Lors des discussions qui ont précédé l’adoption de cette initiative, le ministre représentant le Brésil a présenté son pays comme un champion des économies vertes. La forêt amazonienne est grande comme le Portugal, l’Espagne, la France, les Pays-Bas et la Belgique réunis, a-t-il dit, faisant du Brésil le pays le plus vert au monde. Toutefois, il n’a pas dit un mot sur la déforestation de l’Amazonie qui est le résultat de la politique du président Jair Bolsonaro. Pas un mot sur le fait qu’en 2021, 13 000 km2 de forêt tropicale ont disparu en un an, un record.

Étrangement ou diplomatie oblige, aucun ministre n’a remis en question l’entreprise de green washing du gouvernement brésilien, qui dit aujourd’hui vouloir agir pour la protection de l’Amazonie, alors que son bilan en matière environnementale parle contre lui.

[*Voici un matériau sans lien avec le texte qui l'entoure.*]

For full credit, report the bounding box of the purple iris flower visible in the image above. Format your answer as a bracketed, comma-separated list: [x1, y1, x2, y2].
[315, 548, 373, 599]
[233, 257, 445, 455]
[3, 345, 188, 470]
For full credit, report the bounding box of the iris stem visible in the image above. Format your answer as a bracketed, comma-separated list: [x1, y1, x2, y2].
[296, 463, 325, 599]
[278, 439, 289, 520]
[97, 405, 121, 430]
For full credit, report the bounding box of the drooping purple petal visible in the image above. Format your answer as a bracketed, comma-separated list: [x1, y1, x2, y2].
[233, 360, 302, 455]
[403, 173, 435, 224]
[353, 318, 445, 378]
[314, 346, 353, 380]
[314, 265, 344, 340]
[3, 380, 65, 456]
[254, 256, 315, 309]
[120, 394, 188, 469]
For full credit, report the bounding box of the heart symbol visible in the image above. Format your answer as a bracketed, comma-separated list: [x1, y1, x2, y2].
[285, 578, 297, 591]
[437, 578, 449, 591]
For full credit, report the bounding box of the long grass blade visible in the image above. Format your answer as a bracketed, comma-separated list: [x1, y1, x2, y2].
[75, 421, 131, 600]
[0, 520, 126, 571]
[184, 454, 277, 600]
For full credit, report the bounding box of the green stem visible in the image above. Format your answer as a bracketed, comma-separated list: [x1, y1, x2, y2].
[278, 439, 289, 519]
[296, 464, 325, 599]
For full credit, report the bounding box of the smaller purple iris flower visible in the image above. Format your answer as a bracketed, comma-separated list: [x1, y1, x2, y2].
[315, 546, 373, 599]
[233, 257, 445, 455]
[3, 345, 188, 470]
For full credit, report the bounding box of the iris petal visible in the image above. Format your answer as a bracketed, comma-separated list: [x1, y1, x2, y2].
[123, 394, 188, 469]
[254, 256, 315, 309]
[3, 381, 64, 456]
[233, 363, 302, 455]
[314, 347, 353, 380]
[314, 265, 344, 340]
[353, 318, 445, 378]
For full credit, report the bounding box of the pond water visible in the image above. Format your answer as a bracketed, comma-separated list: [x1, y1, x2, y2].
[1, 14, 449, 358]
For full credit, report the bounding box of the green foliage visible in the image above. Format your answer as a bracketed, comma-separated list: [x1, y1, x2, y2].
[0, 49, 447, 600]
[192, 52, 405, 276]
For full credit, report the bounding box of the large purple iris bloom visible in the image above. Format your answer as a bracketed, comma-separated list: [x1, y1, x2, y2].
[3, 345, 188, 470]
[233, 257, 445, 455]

COVID, guerre et marché du travail

La réunion ministérielle de l’OCDE a aussi été l’occasion d’adopter une résolution sur le fonctionnement du marché du travail, qui fait face à de nombreux défis causés par la crise de la COVID-19 et la guerre d’agression que la Russie mène contre l’Ukraine.

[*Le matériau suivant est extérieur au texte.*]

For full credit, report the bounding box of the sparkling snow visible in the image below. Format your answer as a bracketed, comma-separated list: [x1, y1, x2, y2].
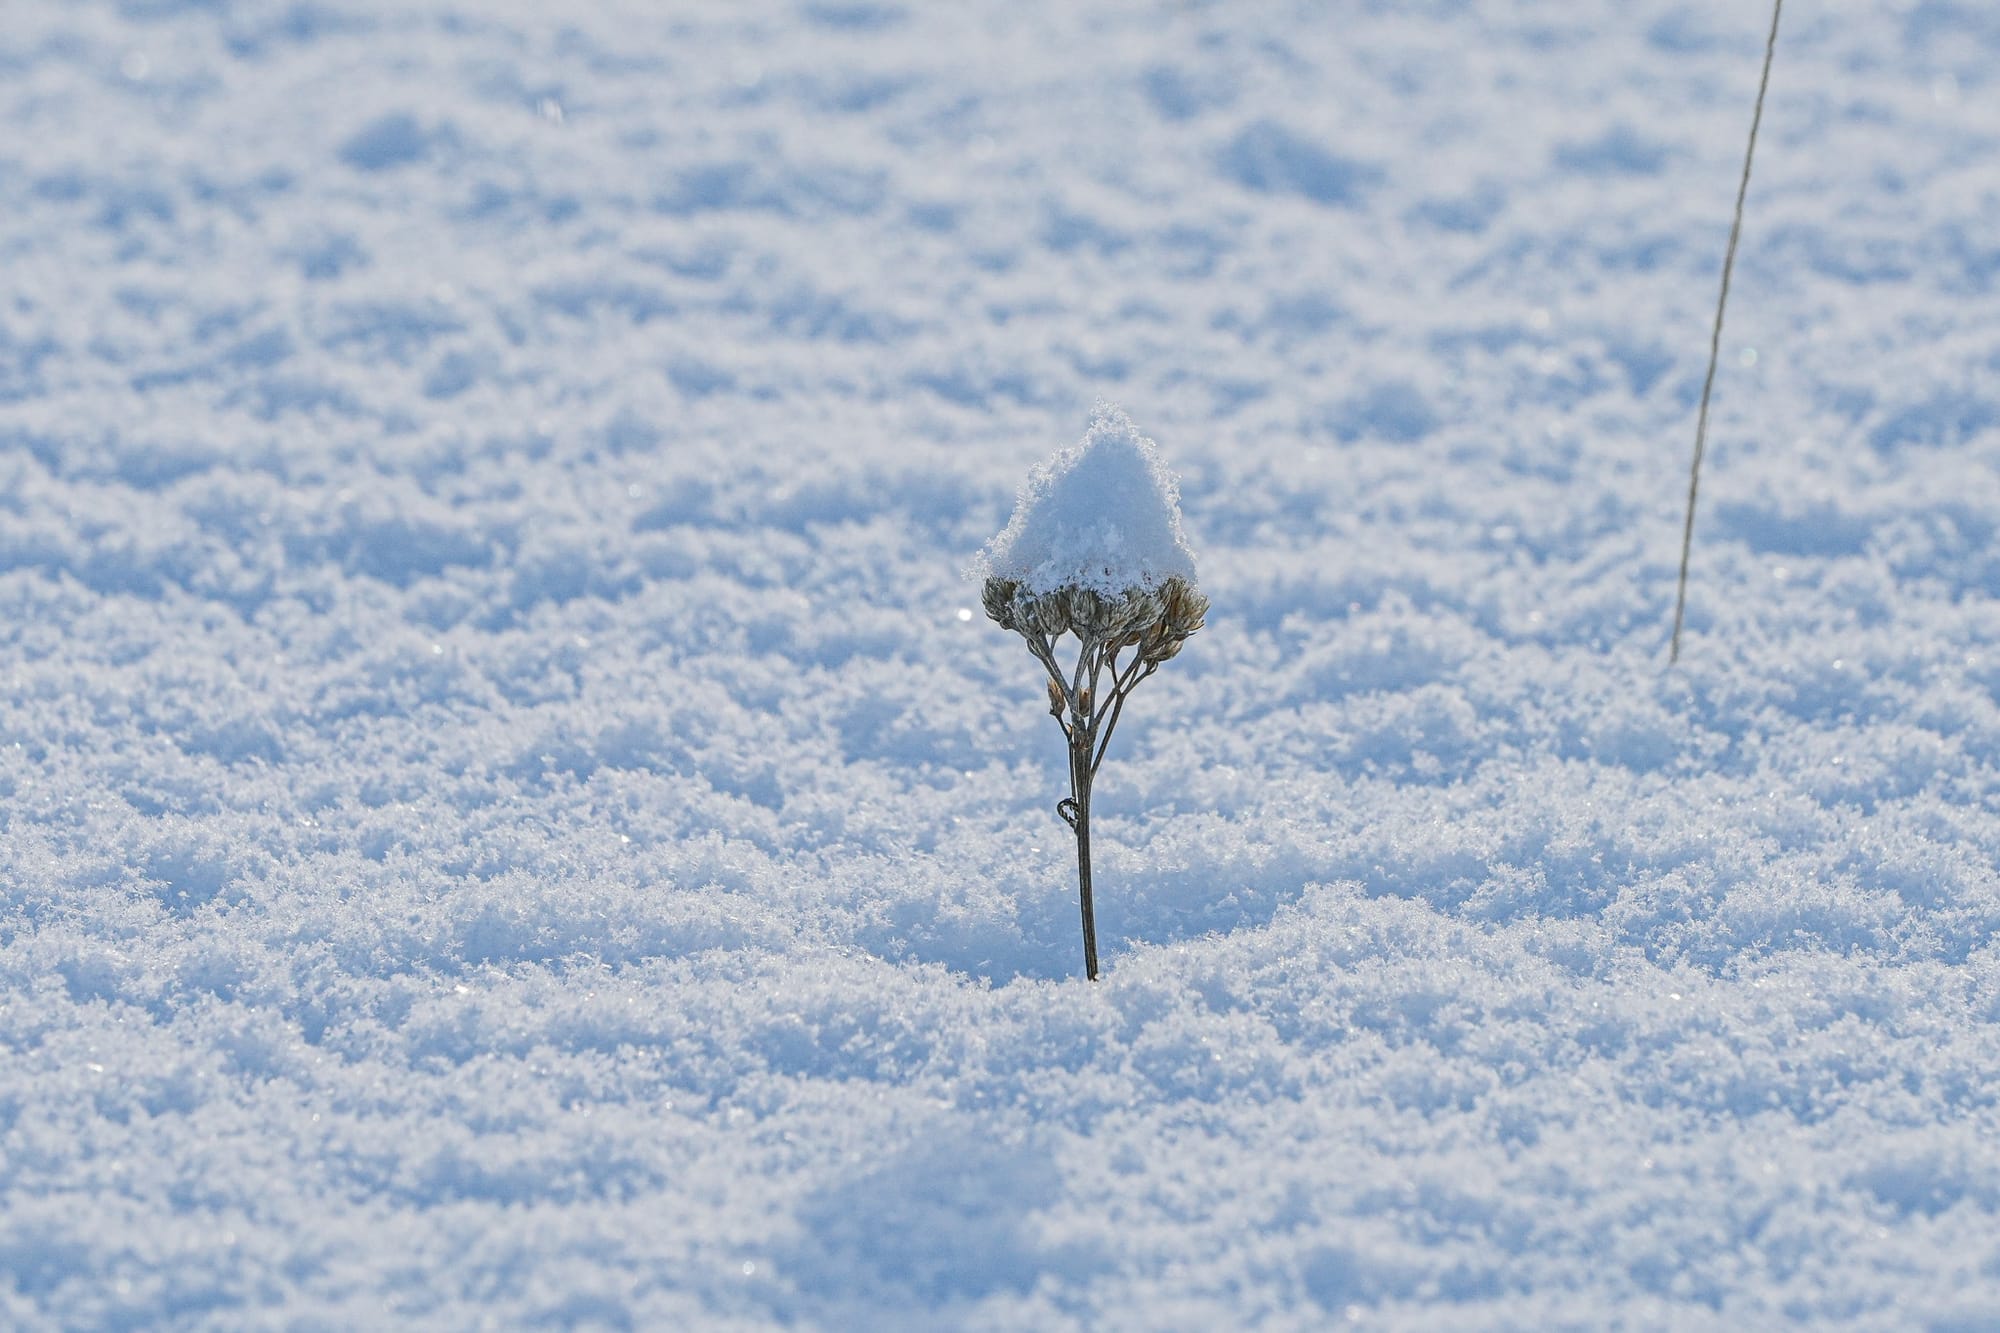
[4, 0, 2000, 1327]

La déclaration adoptée par l’OCDE précise que leur objectif est « de rebâtir dans nos pays un marché du travail inclusif, capable d’offrir à tous des emplois plus durables, gratifiants et de bonne qualité ».

La ministre représentant les États-Unis est intervenue à plusieurs reprises sur l’importance pour les pays de l’OCDE d’implanter des réglementations favorables à la syndicalisation et à la négociation collective. Elle a cité la décision prise par l’administration Biden visant à permettre aux personnes exclues de rejoindre le marché du travail. Elle a aussi salué les efforts faits par le syndicat AFL-CIO qui tente de syndiquer les travailleurs indépendants et ceux des secteurs informels. Elle répondait alors à une attaque de la ministre des Pays-Bas qui disait que les syndicats ne défendaient que les travailleurs âgés et blancs.

Le ministre représentant l’Italie a insisté sur la nécessaire augmentation des salaires pour couvrir l’inflation, notamment par une hausse du salaire minimum. « La crise en Ukraine ne doit pas être une excuse pour ralentir nos efforts sur la question de la lutte aux changements climatiques », a-t-il ajouté.

Enfin, les ministres ont adopté des Recommandations sur l’amélioration des perspectives offertes aux jeunes, les dix principes mondiaux pour lutter contre la délinquance fiscale, l’économie sociale et solidaire et l’innovation sociale, les qualités de l’investissement direct étranger au service du développement durable.

De belles paroles ! Reste à savoir si elles se traduiront par des gestes concrets.